Mercadante et al. reported the prevalence of opioid-induced dysuria in patients admitted to a palliative care unit. ² They found that male gender, the presence of a pelvic mass, and previous pelvic surgery or opioid switching were associated with urinary retention. In the present case, male gender and prior opioid switching were identified as risk factors for urinary retention. Tolerance of urinary retention can develop rapidly, ⁵ but catheterization may be necessary to manage transient problems. ³ However, catheterization is invasive and can cause a decrease in quality of life.

Therefore, rapid improvement in urinary retention with medications would be beneficial, especially for patients with a poor prognosis. In addition, if naldemedine proves to be effective in improving symptoms, it may have the potential to prevent opioid-induced urinary retention. However, there is currently no data to support this, and further reports are eagerly anticipated.
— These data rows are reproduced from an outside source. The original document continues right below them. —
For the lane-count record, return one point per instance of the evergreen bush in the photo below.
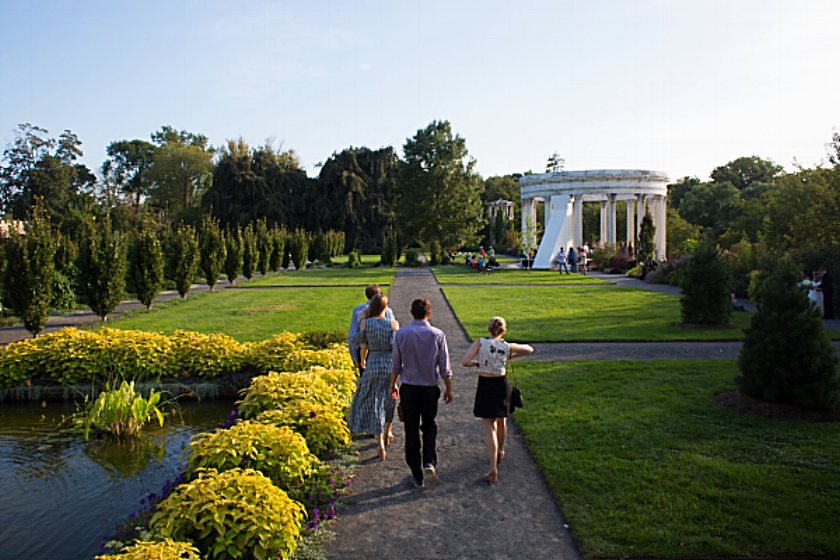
(102, 266)
(250, 254)
(233, 255)
(183, 258)
(28, 276)
(706, 284)
(145, 265)
(787, 356)
(212, 251)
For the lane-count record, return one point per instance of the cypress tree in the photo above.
(102, 267)
(787, 356)
(29, 272)
(706, 286)
(212, 251)
(249, 252)
(265, 245)
(276, 260)
(145, 265)
(233, 255)
(183, 258)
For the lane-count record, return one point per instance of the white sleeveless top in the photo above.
(492, 356)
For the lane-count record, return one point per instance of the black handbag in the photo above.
(516, 400)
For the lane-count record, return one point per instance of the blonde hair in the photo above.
(497, 326)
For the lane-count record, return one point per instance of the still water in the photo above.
(58, 501)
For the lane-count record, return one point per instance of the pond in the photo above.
(58, 501)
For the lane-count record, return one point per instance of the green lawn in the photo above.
(542, 314)
(462, 275)
(251, 315)
(645, 465)
(327, 277)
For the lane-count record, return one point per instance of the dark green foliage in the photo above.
(249, 252)
(212, 251)
(647, 231)
(63, 298)
(411, 257)
(787, 356)
(145, 265)
(275, 261)
(354, 259)
(438, 192)
(434, 252)
(299, 248)
(265, 246)
(233, 255)
(706, 286)
(390, 248)
(28, 276)
(102, 266)
(183, 258)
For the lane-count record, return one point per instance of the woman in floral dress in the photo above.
(372, 410)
The limitations in this case are several. First, it is possible that the improvement in urinary retention was the result of the rapid development of tolerance rather than due to the administration of naldemedine. Duration of urinary effects of epidural morphine lasts as long as 14 to 16 hours. ⁵ In this case, opioids were administered through continuous subcutaneous infusion, and the duration of the urinary effects is unclear. Second, the effectiveness of the drug administered through an enterostomy is uncertain. Although there is insufficient data on enterostomy administration, this case demonstrated an improvement in constipation after the initiation of naldemedine, indicating the drug's effectiveness in enterostomy administration.

This case suggests the effectiveness of PAMORA in opioid-induced urinary retention, as seen in previous reports. ⁷ However, once observed, it was noted that the effects of naldemedine did not last long. This suggests that the opioid switching to a higher binding affinity opioid may have diminished the efficacy of naldemedine. The use of PAMORA could be considered when opioids are the principal cause of urinary retention. Reports on the treatment of urinary retention induced by opioids are lacking in the cancer population. Future studies should be performed to examine this observation.